A l’heure où le gouvernement propose une réforme territoriale qui va être motivée par une volonté d’efficacité et de justice, il nous apparaît indispensable de parler du sujet éludé par cette réforme et pourtant essentiel : la péréquation financière. Le document ci-joint, résumant la position de Villes et banlieue, association à laquelle adhère la ville de Mainvilliers, permet d’avoir une bonne vision de la réalité de la péréquation financière pratiquée dans notre pays.
Qu’en est-il à notre niveau local soit celui de la
communauté d’agglomération (regroupant 7 communes) et celui du SMEP (Syndicat Mixte Et de Programmation composé de 39 communes) ?

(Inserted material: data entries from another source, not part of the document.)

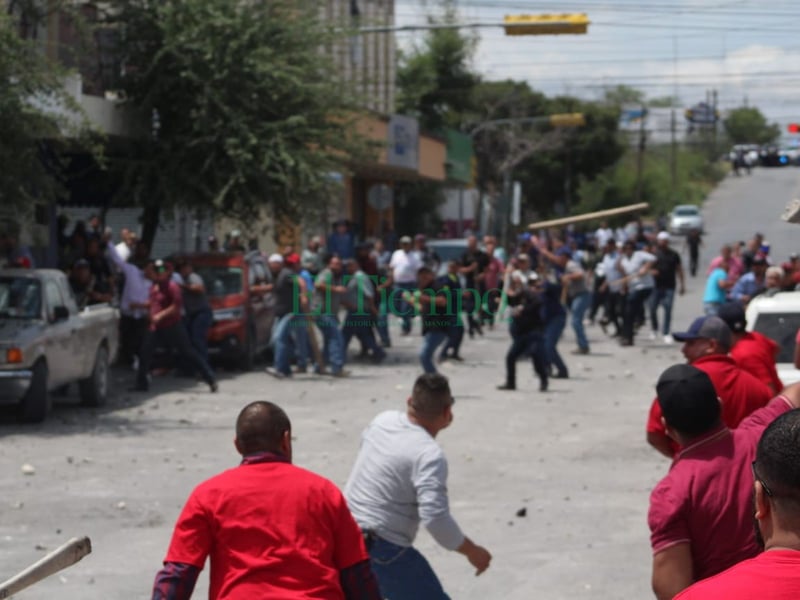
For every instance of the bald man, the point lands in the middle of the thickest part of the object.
(271, 530)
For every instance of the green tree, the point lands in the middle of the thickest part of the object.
(38, 118)
(241, 109)
(747, 125)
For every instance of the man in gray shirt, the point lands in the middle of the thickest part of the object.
(399, 480)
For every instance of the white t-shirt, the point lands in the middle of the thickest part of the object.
(405, 266)
(601, 236)
(399, 480)
(123, 250)
(633, 265)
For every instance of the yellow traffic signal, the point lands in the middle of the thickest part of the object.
(568, 120)
(569, 23)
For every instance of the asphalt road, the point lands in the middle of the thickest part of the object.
(575, 457)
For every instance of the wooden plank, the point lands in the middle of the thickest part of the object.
(600, 214)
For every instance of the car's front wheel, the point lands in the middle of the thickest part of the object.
(94, 389)
(36, 402)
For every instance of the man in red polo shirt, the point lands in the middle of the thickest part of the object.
(775, 573)
(273, 531)
(700, 514)
(752, 351)
(706, 347)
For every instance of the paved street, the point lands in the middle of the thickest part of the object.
(574, 457)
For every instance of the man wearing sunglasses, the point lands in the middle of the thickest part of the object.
(775, 573)
(166, 328)
(700, 513)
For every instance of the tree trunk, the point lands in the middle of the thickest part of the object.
(151, 214)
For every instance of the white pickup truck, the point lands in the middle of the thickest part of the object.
(778, 317)
(46, 342)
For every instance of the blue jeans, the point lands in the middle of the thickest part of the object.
(197, 326)
(302, 348)
(403, 573)
(578, 307)
(526, 343)
(403, 308)
(283, 343)
(431, 341)
(552, 333)
(333, 343)
(663, 298)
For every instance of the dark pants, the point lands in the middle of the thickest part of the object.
(614, 310)
(172, 338)
(634, 307)
(598, 298)
(455, 335)
(131, 335)
(197, 326)
(360, 326)
(531, 343)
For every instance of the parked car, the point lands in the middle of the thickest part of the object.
(684, 218)
(778, 317)
(243, 315)
(46, 342)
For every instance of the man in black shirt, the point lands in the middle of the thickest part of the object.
(473, 262)
(667, 267)
(527, 327)
(432, 300)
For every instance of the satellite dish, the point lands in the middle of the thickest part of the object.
(380, 197)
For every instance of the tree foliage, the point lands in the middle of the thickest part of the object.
(242, 108)
(748, 125)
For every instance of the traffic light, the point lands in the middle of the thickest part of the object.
(569, 23)
(568, 120)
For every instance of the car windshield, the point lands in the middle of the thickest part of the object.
(686, 211)
(781, 327)
(20, 298)
(448, 252)
(220, 280)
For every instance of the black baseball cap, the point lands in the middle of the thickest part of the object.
(709, 328)
(733, 315)
(688, 399)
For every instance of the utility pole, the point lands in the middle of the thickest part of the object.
(640, 155)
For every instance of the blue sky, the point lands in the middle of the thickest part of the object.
(749, 53)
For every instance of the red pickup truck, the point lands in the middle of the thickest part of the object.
(243, 315)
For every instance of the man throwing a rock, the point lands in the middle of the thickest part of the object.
(399, 480)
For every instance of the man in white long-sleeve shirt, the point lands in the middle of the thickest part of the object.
(134, 300)
(399, 480)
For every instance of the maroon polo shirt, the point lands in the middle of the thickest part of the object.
(162, 296)
(706, 498)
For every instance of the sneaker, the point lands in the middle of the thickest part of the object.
(275, 373)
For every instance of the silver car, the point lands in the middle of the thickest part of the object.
(46, 342)
(684, 218)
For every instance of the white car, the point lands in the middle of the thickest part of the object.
(778, 318)
(684, 218)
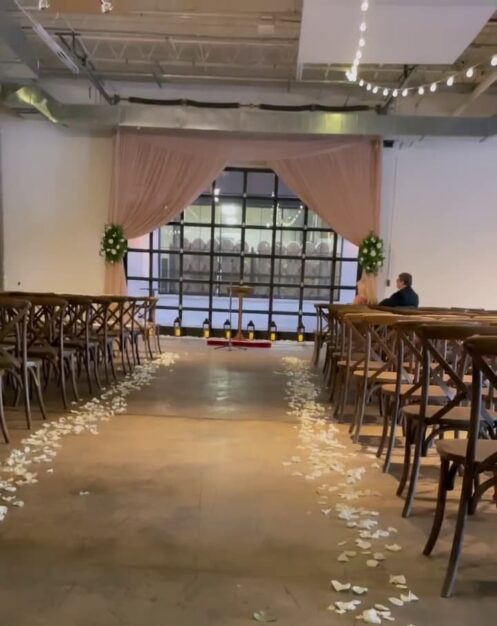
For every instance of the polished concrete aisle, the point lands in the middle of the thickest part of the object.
(192, 515)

Au niveau de la communauté d’agglomération, le critère du potentiel fiscal par habitant (évaluant la richesse de la commune grâce à ses bases fiscales) permet de dire que seule la commune de Chartres est au dessus du potentiel fiscal moyen des 7 communes et que la commune la moins riche (Champhol) a un potentiel fiscal qui est la moitié de ce potentiel fiscal moyen. Mainvilliers, quant à elle, a un potentiel qui est 25% plus faible que ce potentiel fiscal moyen.

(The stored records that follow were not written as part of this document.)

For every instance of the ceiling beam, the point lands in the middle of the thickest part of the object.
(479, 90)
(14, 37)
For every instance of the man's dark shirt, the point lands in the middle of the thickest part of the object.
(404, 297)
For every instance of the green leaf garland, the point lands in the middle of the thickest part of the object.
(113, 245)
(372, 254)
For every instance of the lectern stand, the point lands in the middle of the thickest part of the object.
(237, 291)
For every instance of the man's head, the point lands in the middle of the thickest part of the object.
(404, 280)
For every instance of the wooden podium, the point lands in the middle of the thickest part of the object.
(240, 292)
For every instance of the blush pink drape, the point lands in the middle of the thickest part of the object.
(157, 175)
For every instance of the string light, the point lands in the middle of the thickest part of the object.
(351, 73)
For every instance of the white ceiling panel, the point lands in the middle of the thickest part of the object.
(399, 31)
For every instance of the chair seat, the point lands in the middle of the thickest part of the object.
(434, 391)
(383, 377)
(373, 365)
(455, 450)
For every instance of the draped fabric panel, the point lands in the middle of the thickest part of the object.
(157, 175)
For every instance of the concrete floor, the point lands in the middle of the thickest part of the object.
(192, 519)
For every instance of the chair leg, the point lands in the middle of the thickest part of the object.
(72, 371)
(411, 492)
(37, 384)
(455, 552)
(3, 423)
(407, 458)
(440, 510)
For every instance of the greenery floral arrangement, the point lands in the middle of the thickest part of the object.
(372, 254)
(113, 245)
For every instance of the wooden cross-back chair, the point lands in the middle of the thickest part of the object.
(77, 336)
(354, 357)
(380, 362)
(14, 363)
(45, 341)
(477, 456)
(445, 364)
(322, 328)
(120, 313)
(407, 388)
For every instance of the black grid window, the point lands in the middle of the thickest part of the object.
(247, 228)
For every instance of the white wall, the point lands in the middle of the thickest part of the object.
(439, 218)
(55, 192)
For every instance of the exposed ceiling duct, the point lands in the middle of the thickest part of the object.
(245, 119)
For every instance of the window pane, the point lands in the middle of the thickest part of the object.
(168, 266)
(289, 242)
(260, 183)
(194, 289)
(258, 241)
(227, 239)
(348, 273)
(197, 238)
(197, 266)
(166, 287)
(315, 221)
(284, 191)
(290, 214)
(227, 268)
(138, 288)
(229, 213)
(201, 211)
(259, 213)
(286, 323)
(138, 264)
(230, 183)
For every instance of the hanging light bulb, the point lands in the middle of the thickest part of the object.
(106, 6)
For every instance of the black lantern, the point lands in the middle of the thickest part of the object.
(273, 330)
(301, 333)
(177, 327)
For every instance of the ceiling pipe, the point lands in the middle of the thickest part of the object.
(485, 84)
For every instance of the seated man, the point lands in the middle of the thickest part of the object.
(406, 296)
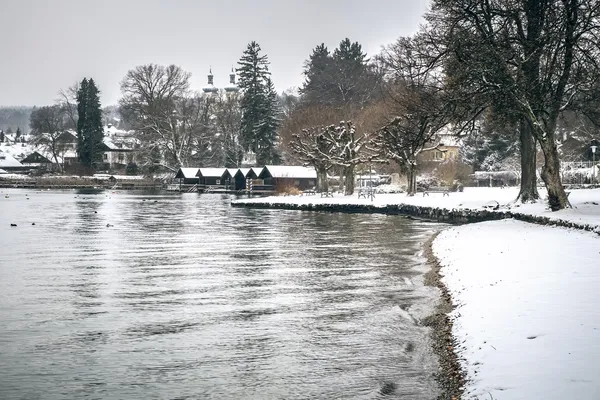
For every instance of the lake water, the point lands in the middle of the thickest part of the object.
(185, 297)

La péréquation financière s’exerce en France en petite partie grâce au versement par l’Etat de la DGF (Dotation Globale de Fonctionnement) et surtout comme à Mainvilliers par celui de la DSU (Dotation de Solidarité Urbaine). Le potentiel financier par habitant tient compte de ces dotations d’Etat. Et les données locales sont conformes au contenu du diagnostic fait par Villes et Banlieue ! Ainsi, le potentiel financier de Mainvilliers n’est que … 20% (au lieu de 25%) inférieur au potentiel financier moyen des 7 communes de l’agglomération. L’inégalité n’est compensée qu’à hauteur de 1/5 ; pour sa part, le potentiel financier de Champhol n’est que 45% inférieur au potentiel financier moyen et celui de Chartres est 18% (au lieu de 20%) plus élevé. On peut dire que c’est mieux que rien mais on ne peut pas dire que la solidarité est pleine et entière dans notre pays !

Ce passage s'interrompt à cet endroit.